KARACHI: An International Monetary Fund (IMF) official confirmed on Tuesday that the global lender was not considering increasing the amount of Pakistan’s $1.4 billion loan from its climate resilience fund, as Islamabad assesses economic damages from the recent devastating floods.
Islamabad and the IMF reached a staff-level agreement on the second review under Pakistan’s Extended Fund Facility (EFF) and the first review under the lender’s Resilience and Sustainability Facility (RSF) last week. The RSF is part of a broader reform program that aims to help Pakistan adapt to increasingly frequent and devastating climate shocks.
Pakistan is the first country in the Middle East and Central Asia region to access the RSF program. The expected approval from the IMF’s Executive Board will pave the way for Pakistan to receive $200 million under the RSF, the IMF said last week. The South Asian country has said it is currently assessing damages caused by heavy rains and floods this monsoon season, which have killed over 1,000 people, 22,000 livestock and washed away over 2.2 million acres of crops since late June.
When asked whether the IMF had any plans to increase its funding from Pakistan’s $1.4 billion RSF program, the lender’s country representative for Pakistan, Mahir Binici, told Arab News in a written response:
“On May 9, 2025, the IMF Board approved Pakistan’s arrangement under the Resilience and Sustainability Facility (RSF), supporting the authorities’ efforts to build economic resilience to climate vulnerabilities and natural disasters, with access of around $1.4 billion.
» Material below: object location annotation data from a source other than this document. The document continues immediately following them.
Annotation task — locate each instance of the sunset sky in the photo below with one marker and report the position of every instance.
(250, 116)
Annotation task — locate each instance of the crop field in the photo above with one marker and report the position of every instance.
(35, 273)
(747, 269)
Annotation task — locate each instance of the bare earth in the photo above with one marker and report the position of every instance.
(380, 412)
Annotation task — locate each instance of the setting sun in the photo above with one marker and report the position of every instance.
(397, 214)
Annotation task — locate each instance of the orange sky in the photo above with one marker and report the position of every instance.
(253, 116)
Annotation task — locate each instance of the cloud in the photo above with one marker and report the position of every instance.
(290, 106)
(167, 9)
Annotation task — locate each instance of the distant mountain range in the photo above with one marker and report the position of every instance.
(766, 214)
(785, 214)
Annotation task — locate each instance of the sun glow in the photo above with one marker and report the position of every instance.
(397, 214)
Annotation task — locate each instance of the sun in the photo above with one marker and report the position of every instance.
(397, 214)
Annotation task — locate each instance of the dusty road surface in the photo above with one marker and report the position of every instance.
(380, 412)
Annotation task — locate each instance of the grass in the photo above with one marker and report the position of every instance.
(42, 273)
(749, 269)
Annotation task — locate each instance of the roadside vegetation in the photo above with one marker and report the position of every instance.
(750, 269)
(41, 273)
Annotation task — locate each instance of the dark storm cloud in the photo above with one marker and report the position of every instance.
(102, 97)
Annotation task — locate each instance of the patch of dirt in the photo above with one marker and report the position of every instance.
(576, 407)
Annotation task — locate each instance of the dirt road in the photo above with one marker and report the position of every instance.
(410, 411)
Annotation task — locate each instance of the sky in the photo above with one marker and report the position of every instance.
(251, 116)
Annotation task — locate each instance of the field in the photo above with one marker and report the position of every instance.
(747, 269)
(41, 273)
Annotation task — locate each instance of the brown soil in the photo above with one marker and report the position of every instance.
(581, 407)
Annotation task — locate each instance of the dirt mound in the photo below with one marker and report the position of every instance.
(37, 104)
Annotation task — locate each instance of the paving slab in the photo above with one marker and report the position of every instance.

“A change in the access amount is not under consideration.”
About Islamabad’s implementation of the EFF program, Binici said Pakistani authorities have demonstrated commitment to implementing reforms under the EFF and made “significant effort” to meet program targets, continuing to entrench macroeconomic stability and rebuilding confidence.
“The implementation of specific targets and commitments under the EFF-supported program is still under assessment,” the official said.
Pakistan secured the $7 billion bailout from the IMF under the EFF program in September 2024 after months of negotiations to stabilize its struggling economy, rebuild reserves and attract foreign investment. The program came after record inflation and devastating floods pushed millions into poverty.
The IMF warned last week that the recent floods had darkened Pakistan’s outlook, particularly for agriculture, and could drag FY26 growth down to around 3.3–3.5 percent.